While many feel like different people than they were before March 2020, Alicia Figliuolo essentially is a different person than she was at the start of her Master of Social Work program.
In 2016, using the benefits she earned as a U.S. Marine, Figliuolo enrolled at WNMU thinking, “Let’s go see what this rural program can teach me.”
Seeing herself as unfit to be a clinical social worker but recognizing her affluent connections and sphere of influence, Figliuolo aimed to continue working in policy and go into national politics. She worked to get straight As and was on track to achieve her dreams. But in 2017, she suffered a traumatic brain injury. “My character changed. My mannerisms changed. I was dependent on my wife and my friends,” she said.
Instead of finishing her master’s in 2018, Figliuolo was re-learning to walk and talk, create short term memories, and be independent.
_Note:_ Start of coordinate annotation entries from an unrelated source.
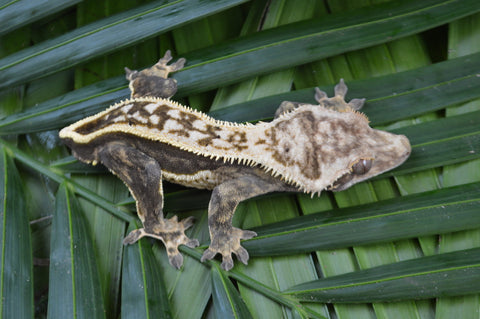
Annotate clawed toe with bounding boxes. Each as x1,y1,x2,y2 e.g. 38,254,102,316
200,228,257,271
123,215,199,269
315,79,365,112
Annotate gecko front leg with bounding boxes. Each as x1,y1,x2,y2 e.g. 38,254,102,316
274,79,365,118
125,50,186,98
98,141,198,269
201,174,289,271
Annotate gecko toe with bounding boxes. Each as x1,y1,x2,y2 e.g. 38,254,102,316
185,239,200,248
234,246,250,265
168,253,183,269
200,248,217,263
220,255,233,271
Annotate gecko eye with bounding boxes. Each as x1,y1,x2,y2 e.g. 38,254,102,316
351,159,373,175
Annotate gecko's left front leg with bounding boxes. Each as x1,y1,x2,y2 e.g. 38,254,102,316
98,141,198,268
201,174,288,270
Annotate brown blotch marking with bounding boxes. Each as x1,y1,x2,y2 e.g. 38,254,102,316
76,102,172,135
268,112,322,179
227,132,248,151
255,138,267,145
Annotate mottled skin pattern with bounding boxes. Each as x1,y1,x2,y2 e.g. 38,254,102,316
60,52,410,270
After years of effort and persistence, she was medically cleared to try graduate school again. Even that decision was made with extreme amount of thought. “If I’m never going to get to be who I was, who am I now?” she remembers asking herself.
When she was reevaluating her personal identity as well as her career goals, Figliuolo realized she now possessed some of the qualities and had endured the sorts of experiences she believed a truly effective, empathetic, advocate—or clinical social worker—would have. And, based on her personal experience, she saw board games as tool that could be incorporated into trauma processing therapy. Alicia decided her new self would share that modality with others, specifically veterans and those with TBIs. She needed to finish her MSW.
In spring of 2021, Figliuolo was readmitted to the WNMU School of Social Work conditionally and allowed to take only a limited number of courses. By summer, she proved capable of holding a full course load, and her grade point average has remained a 4.0.
Though she lives in Pennsylvania and does her internship far from our main campus, Figliuolo hopes to visit campus for the first time in May to receive her credentials from the school that is embracing her for who she is in 2022. “While my brain injury was the worst thing that happened to me, it gave me the greatest gift and some of the most amazing opportunities to learn that I can be a clinician,” she said.